2011년 2월 3일 목요일

France Pushes for Buybacks to Stem Financial Crisis in Split With Germany

France called for the use of bond buybacks to stem the European debt crisis, splitting with Germany on the eve of a summit meant to project a unified stance on quelling market turmoil.
France favors maximum flexibility for Europe’s 440 billion- euro ($606 billion) rescue fund, such as using it to enable debt-strapped countries to buy their own bonds at a discount, a French official told reporters in Paris today on condition of anonymity.
The fund “needs force and flexibility,” French Finance Minister Christine Lagarde said at a separate briefing. “That doesn’t necessarily mean increasing it. It needs to be efficient.”
German opposition to buybacks, which would pare the debt burden of countries like Greece, reflects the differences between the euro region’s two principal economic powers over how to stamp out the year-old fiscal crisis and put the euro on a sounder footing.

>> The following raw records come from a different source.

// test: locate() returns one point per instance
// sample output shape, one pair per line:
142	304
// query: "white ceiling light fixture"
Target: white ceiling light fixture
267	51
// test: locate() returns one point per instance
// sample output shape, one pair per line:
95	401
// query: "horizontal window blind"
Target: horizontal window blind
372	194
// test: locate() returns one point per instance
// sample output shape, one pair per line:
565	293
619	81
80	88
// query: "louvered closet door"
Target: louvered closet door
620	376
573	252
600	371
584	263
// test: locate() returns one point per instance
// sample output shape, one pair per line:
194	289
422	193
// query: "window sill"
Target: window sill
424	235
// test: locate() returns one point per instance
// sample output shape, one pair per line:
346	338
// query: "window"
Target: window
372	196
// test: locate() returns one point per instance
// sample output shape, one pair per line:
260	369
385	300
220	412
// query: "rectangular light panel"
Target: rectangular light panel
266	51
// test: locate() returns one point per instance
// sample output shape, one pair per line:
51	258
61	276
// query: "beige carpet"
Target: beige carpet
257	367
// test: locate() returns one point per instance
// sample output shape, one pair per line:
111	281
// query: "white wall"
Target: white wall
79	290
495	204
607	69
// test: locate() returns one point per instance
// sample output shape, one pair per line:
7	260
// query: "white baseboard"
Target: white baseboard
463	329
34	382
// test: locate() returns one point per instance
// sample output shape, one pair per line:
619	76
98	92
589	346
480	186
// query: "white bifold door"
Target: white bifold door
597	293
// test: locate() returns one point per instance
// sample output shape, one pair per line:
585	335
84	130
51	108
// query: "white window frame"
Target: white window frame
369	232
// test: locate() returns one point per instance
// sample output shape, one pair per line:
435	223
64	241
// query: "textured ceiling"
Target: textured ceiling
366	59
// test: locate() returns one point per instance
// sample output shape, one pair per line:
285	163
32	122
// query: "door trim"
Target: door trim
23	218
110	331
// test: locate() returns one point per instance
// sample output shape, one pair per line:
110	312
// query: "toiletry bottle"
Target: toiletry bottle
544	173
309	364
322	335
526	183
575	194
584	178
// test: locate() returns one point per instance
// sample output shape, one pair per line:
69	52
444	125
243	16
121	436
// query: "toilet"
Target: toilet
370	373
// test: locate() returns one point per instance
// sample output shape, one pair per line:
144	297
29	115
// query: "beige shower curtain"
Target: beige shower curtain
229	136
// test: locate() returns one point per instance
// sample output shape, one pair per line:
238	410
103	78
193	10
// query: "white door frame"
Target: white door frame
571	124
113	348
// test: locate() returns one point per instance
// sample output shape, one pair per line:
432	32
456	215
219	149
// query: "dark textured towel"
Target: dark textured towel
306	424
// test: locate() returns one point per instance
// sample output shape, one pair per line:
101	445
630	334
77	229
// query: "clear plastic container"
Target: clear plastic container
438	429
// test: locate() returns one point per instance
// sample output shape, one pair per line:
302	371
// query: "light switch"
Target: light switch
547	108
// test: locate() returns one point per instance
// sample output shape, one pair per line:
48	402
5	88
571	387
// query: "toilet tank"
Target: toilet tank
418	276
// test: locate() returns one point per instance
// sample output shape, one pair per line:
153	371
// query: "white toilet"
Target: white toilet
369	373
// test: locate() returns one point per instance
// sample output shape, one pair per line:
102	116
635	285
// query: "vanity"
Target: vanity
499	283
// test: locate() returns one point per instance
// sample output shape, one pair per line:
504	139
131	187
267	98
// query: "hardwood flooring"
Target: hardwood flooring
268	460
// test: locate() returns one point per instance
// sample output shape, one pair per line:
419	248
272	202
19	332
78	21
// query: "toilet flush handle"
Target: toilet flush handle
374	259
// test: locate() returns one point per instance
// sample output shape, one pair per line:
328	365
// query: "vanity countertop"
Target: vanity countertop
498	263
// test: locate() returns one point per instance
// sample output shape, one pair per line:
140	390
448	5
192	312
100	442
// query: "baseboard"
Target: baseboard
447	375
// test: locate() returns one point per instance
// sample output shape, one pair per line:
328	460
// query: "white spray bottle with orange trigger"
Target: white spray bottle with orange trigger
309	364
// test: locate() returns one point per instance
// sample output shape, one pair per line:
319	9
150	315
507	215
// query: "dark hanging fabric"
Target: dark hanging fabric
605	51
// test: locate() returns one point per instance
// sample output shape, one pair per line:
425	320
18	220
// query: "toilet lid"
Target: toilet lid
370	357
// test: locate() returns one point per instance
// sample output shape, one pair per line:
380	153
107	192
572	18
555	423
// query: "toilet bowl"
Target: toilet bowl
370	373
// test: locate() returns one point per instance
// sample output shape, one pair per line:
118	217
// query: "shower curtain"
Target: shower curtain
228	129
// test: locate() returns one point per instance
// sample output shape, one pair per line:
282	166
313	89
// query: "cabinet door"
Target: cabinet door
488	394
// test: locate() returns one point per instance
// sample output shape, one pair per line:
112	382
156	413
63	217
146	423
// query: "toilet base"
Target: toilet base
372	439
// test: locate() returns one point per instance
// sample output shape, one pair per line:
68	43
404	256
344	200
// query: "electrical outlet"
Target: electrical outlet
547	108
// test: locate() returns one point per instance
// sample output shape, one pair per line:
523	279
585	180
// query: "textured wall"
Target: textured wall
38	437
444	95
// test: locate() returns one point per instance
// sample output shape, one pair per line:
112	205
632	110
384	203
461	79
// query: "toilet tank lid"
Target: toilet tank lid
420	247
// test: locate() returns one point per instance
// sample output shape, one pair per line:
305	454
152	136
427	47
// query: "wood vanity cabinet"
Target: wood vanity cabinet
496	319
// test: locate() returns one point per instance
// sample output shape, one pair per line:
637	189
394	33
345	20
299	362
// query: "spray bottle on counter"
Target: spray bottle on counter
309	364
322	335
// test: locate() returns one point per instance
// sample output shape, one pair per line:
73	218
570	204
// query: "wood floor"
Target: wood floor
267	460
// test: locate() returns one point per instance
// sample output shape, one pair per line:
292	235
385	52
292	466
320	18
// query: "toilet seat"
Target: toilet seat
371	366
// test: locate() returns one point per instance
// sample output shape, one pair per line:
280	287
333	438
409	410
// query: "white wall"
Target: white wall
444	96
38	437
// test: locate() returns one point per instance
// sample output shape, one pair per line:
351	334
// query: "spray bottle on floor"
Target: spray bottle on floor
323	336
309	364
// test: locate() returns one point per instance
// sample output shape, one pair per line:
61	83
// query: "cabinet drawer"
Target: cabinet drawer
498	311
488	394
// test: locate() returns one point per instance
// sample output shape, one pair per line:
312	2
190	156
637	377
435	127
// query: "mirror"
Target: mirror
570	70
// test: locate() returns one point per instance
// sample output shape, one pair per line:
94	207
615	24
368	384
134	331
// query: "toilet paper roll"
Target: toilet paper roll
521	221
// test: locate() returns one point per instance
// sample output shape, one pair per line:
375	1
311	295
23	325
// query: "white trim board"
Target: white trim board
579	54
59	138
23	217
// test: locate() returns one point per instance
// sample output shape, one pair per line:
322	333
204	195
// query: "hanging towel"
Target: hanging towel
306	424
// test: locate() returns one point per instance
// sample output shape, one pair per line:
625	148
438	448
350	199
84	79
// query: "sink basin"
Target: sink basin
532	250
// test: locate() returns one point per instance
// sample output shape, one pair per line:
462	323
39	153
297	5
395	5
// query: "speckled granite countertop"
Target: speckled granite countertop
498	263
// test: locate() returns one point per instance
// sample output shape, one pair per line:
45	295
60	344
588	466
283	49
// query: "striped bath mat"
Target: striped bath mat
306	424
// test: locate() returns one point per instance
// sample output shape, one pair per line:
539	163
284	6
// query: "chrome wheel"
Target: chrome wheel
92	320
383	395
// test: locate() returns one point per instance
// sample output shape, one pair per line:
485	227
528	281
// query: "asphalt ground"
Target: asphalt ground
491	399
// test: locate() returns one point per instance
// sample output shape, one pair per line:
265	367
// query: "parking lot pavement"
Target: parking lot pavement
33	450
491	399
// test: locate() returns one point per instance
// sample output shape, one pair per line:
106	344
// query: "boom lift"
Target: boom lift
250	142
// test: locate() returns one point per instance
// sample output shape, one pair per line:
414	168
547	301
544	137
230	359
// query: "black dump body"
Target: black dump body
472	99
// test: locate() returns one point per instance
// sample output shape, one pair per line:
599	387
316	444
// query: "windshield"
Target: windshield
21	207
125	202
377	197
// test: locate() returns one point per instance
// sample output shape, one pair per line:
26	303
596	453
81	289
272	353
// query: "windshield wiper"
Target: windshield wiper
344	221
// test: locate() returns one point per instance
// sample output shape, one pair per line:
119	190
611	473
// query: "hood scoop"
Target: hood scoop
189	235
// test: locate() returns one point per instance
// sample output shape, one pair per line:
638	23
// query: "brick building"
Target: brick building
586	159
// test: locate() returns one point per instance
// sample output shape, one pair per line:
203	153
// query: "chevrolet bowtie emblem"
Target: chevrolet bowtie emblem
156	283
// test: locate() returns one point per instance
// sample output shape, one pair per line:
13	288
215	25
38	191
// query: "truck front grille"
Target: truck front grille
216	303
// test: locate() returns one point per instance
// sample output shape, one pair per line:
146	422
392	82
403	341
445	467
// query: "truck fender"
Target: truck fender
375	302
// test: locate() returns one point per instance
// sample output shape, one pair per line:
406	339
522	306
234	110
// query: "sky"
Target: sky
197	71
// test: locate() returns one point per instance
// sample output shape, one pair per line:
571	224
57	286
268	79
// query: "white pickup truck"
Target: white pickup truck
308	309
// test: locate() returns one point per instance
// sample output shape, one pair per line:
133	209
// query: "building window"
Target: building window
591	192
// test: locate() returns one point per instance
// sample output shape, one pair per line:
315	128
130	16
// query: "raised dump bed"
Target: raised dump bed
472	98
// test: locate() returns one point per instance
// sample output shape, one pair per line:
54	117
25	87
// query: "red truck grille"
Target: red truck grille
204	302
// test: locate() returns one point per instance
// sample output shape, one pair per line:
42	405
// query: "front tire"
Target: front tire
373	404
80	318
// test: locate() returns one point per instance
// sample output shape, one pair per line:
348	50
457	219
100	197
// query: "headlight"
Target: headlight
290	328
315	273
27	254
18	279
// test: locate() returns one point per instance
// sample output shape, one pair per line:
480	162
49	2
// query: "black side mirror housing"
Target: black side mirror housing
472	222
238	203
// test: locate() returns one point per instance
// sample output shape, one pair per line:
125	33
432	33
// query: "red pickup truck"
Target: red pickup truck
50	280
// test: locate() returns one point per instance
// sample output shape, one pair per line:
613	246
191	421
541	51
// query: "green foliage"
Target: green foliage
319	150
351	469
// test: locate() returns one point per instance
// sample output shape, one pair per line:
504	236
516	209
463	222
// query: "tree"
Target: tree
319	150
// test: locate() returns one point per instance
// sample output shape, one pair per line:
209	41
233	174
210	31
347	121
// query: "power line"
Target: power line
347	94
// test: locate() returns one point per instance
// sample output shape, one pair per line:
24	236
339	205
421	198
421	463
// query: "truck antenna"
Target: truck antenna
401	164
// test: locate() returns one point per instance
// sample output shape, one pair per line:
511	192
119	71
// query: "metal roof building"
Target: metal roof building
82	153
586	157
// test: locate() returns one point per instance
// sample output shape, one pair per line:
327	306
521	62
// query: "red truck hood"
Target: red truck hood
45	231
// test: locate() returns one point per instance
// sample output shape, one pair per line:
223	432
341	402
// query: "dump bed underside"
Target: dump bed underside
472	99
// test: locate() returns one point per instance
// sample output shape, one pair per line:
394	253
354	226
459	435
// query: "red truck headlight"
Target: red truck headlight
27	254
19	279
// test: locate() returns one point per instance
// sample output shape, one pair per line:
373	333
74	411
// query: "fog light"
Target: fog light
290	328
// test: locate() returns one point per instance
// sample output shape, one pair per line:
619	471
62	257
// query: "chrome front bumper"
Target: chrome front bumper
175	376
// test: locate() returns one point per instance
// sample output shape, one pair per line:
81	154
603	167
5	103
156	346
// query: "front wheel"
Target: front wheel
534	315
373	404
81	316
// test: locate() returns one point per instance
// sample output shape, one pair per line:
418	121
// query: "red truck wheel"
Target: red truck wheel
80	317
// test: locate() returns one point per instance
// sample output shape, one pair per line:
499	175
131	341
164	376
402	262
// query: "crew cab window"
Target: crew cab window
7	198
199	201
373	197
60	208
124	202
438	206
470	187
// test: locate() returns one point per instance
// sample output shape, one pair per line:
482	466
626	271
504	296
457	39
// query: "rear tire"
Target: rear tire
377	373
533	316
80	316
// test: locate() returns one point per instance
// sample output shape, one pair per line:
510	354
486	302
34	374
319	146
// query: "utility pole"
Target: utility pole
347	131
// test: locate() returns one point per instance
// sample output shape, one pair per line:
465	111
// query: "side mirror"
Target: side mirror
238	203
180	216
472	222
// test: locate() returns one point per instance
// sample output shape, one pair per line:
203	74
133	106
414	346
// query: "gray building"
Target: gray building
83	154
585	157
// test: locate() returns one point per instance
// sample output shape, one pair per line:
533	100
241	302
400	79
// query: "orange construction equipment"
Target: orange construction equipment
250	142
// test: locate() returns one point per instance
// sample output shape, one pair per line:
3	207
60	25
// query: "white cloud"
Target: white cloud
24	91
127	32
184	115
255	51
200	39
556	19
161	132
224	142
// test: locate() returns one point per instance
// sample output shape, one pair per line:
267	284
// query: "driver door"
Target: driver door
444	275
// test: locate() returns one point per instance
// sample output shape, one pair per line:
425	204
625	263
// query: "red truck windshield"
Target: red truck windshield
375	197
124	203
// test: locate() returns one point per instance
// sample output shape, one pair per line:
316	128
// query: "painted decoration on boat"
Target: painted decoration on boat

European leaders will review the crisis-fighting strategy at a summit tomorrow in Brussels, recommitting to a March 25 target to strengthen the bailout fund, set up a permanent rescue mechanism and enact new rules against budgetary bungling.
The euro and Spanish and Portuguese bonds slipped after Spain sold 3.5 billion euros of debt, below the maximum target set for the auction. The French-German tensions damped investor confidence that Europe is closing in on an anti-crisis formula.
‘Starting to Wonder’
“Markets have been betting very heavily on a resolution of the debt crisis in March,” said Marius Daheim, a senior fixed- income strategist at Bayerische Landesbank in Munich. “People are starting to wonder whether these expectations are warranted, or whether there might be scope for negative surprise that the EU does not deliver a straightforward solution.”
Germany, the biggest of the 17 euro nations, is tying its approval of a strengthened safety net to a toughening of controls on budget deficits that have gone unenforced since the euro’s debut in 1999.
While direct purchases of distressed countries’ bonds in the primary market will be part of the upgraded toolkit, other pieces -- such as Ireland’s plea for lower interest rates on aid -- have yet to fall into place.
Bond buying is “not a stupid idea,” Luxembourg Prime Minister Jean-Claude Juncker told reporters in Brussels. “These are issues which are under discussion and debate and which have not been settled.”
EFSF Potential
France and Germany agree on the goal of extracting the full potential from the European Financial Stability Facility, who actual lending is limited by collateral rules to about 250 billion euros.
The European Central Bank, which has propped up markets by buying 76.5 billion euros of struggling countries’ bonds, is looking to hand over that job to governments as it pivots to its main mission of combating inflation.
Speaking in Frankfurt after the ECB left interest rates at a record low 1 percent, President Jean-Claude Trichet said the fund must “be as flexible as possible and also to be as effective as possible in terms of magnitude.”